Nel mondo di Deki non esiste la possibilità che uno degli uomini finiti nel mirino del suo fucile sia anche solo un soldato nemico; tutti criminali della peggior specie. Ma non si tratta di un atteggiamento personale quanto piuttosto il frutto di un’intera filosofia accettata e condivisa tanto che l’uomo è invitato in una scuola di adolescenti per illustrare le peculiarità e l’indispensabilità del suo lavoro. Un po’ come da noi si invita un ingegnere o un dottore per divulgare le caratteristiche professionali su cui si fonda la società. Per la verità Deki, ad un certo punto (non prima di aver sconfitto ed eliminato il cecchino di Mariupol’, sia chiaro) ne ha abbastanza e si ritira a vita privata in Russia; ma in un paio di mesi lo ritroviamo nel Donbass, al suo posto. 

Naturalmente con giustificazione: gli ucraini sparano perfino contro semplici operai al lavoro.
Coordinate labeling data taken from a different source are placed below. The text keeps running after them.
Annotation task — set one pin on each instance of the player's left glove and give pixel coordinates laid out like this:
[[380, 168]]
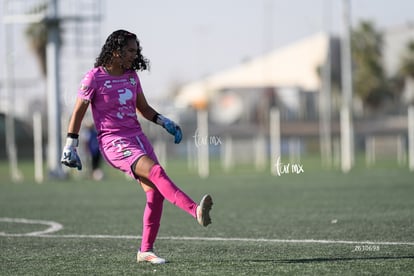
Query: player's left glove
[[70, 156], [170, 126]]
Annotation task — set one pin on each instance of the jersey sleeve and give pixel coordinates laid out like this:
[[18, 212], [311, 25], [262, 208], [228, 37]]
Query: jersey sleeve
[[87, 87]]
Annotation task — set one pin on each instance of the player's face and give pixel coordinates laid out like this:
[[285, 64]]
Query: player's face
[[129, 54]]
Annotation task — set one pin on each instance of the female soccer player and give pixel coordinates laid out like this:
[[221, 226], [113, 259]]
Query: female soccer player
[[113, 90]]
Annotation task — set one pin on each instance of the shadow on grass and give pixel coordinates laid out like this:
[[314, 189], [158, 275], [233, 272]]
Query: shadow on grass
[[320, 260]]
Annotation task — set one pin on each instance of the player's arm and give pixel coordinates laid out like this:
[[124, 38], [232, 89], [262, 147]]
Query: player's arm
[[70, 156], [150, 114], [81, 106]]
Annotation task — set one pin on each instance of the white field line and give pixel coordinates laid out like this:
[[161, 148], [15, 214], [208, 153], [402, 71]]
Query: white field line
[[54, 227]]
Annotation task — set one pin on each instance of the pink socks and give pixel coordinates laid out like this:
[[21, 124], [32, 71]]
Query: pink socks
[[155, 199], [151, 219], [171, 192]]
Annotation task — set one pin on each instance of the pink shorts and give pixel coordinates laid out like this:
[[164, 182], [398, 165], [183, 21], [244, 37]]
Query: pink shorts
[[122, 152]]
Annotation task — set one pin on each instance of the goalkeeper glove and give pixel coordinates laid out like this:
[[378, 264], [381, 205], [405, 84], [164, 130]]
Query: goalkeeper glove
[[170, 126], [70, 156]]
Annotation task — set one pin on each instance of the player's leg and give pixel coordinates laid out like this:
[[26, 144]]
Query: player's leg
[[150, 223], [145, 167]]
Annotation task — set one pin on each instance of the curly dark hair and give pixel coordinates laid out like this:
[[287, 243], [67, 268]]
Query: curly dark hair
[[115, 42]]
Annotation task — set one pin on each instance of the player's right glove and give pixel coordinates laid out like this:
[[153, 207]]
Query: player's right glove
[[170, 126], [70, 156]]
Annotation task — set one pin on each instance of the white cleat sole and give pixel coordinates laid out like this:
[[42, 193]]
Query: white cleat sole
[[203, 210]]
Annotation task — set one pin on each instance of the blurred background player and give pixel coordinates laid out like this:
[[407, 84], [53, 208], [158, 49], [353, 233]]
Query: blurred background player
[[113, 90]]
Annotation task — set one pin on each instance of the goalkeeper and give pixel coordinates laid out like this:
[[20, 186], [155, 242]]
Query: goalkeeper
[[113, 90]]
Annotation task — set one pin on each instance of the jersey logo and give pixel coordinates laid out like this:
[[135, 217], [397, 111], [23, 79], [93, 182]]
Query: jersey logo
[[124, 95], [132, 81]]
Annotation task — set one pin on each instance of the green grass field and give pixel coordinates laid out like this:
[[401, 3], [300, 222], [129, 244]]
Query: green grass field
[[319, 222]]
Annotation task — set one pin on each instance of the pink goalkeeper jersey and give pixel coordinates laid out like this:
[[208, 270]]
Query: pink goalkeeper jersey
[[113, 102]]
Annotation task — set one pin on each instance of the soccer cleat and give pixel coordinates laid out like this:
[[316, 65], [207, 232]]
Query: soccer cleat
[[203, 210], [149, 257]]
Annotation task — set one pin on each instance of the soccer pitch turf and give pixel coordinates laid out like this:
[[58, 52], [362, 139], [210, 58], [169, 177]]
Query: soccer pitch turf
[[318, 222]]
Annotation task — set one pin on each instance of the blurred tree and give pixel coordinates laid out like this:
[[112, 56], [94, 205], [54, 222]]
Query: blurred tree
[[36, 34], [370, 82], [407, 72]]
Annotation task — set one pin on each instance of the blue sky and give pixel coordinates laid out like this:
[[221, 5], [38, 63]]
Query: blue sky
[[188, 39]]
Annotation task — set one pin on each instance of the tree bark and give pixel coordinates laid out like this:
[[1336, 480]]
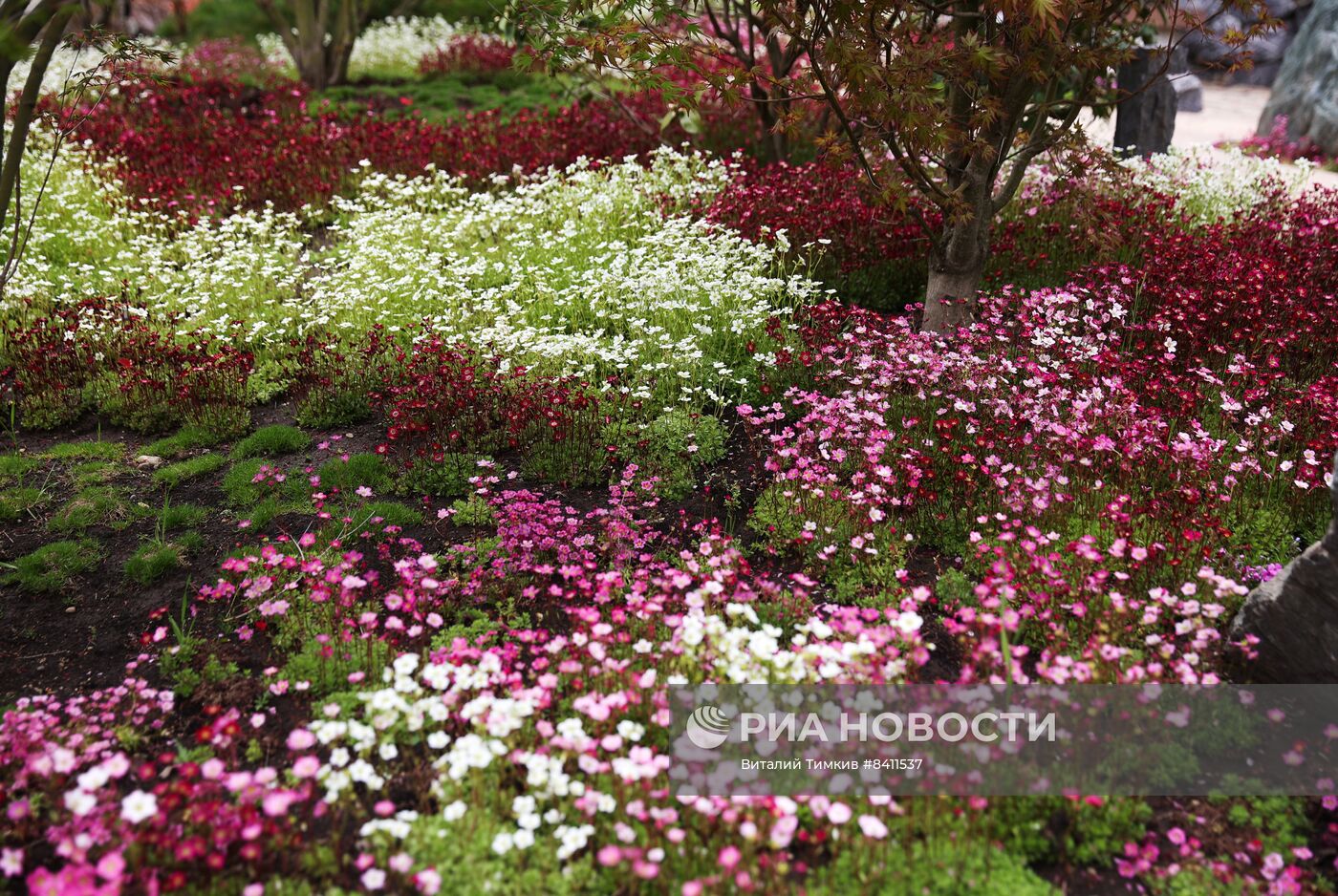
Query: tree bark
[[956, 273]]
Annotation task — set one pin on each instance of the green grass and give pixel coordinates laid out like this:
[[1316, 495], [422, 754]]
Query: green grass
[[153, 561], [270, 441], [54, 567], [358, 470], [181, 517], [97, 505], [174, 475], [86, 451], [390, 514], [93, 472], [186, 438], [16, 503], [241, 491], [13, 467], [445, 97], [244, 19]]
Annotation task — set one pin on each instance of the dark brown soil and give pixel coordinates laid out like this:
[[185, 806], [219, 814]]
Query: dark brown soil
[[83, 635]]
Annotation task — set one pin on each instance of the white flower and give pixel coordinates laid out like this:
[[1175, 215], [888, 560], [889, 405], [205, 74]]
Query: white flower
[[137, 806], [80, 801]]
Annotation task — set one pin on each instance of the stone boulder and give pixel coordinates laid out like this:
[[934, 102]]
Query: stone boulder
[[1295, 615], [1306, 89]]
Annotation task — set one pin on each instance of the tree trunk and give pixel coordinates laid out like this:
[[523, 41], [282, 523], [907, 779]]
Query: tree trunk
[[950, 298], [954, 274]]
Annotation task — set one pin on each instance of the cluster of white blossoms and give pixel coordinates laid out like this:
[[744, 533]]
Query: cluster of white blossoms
[[387, 50], [738, 648], [591, 271], [579, 271], [89, 240], [1211, 183], [70, 64]]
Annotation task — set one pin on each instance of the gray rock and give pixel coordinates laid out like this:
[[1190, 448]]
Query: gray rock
[[1281, 9], [1144, 119], [1188, 93], [1306, 89], [1295, 615]]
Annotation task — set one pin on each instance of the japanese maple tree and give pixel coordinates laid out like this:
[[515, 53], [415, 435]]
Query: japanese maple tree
[[940, 103]]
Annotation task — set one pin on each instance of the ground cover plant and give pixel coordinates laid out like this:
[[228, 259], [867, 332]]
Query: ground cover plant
[[360, 499]]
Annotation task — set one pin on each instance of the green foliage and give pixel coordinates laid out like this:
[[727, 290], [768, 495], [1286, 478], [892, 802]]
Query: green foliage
[[472, 511], [189, 437], [174, 475], [241, 490], [946, 865], [953, 588], [1266, 534], [180, 665], [673, 447], [569, 463], [13, 467], [86, 451], [97, 505], [444, 97], [241, 19], [268, 381], [773, 517], [388, 512], [331, 408], [94, 472], [1054, 831], [53, 567], [465, 848], [1278, 821], [176, 517], [270, 441], [17, 503], [358, 470], [153, 561]]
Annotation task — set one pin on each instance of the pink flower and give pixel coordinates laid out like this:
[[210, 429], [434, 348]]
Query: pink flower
[[873, 826]]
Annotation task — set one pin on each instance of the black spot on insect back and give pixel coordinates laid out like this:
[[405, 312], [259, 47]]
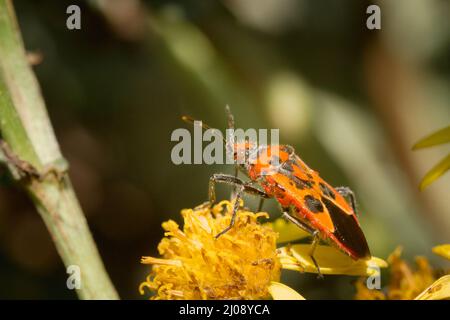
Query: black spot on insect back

Ecco, nella costante e ossessiva esibizione della motivazione per poter fare quello che si ritiene necessario e indispensabile, c’è un po’ il succo della filosofia che non permea unicamente la vita di Deki o il documentario in questione. Fare il cecchino perché il nemico è un criminale equivale a fare una guerra perché vi si è costretti ma non si tratta di prerogative serbe o russe, ovviamente. Gli americani si sono addirittura inventati una motivazione per fare la guerra in Iraq, giusto per fare un esempio. Ma il cinema americano con American sniper, ed ecco a cosa serve il tema del confronto, ci mostrava che se anche avessimo trovato una motivazione abbastanza grave per giustificare il lavoro di cecchino, non sarebbe comunque stata a sufficienza a salvarci. Eastwood, in sostanza, accampava tutte le scuse possibili per mostrare come il personaggio di Bradley Cooper avesse le sue ragioni; fosse, insomma, perdonabile nonostante il terribile lavoro svolto sotto le armi. Se da un punto di vista umano il regista mostrava comprensione e rispetto per il suo protagonista, simbolo di tutti ragazzi mandati da altri in guerra a fare il lavoro sporco, per il suo ruolo non era prevista assoluzione. Uccidere è sbagliato e farlo deliberatamente, senza concedere possibilità di replica, in modo vigliacco com’è tipico del cecchino, ancora di più. E se in guerra ci possono essere delle (in)comprensibili eccezioni, al cinema assolutamente no. Il cinema è un’arte e deve avere come scopo principale un miglioramento, un’evoluzione positiva; deve essere, in definitiva, educativo. Poi, ricordando la scena con Deki mandato in una classe di giovanissimi, non ci si può stupire se A sniper’s war, segua piuttosto il percorso opposto.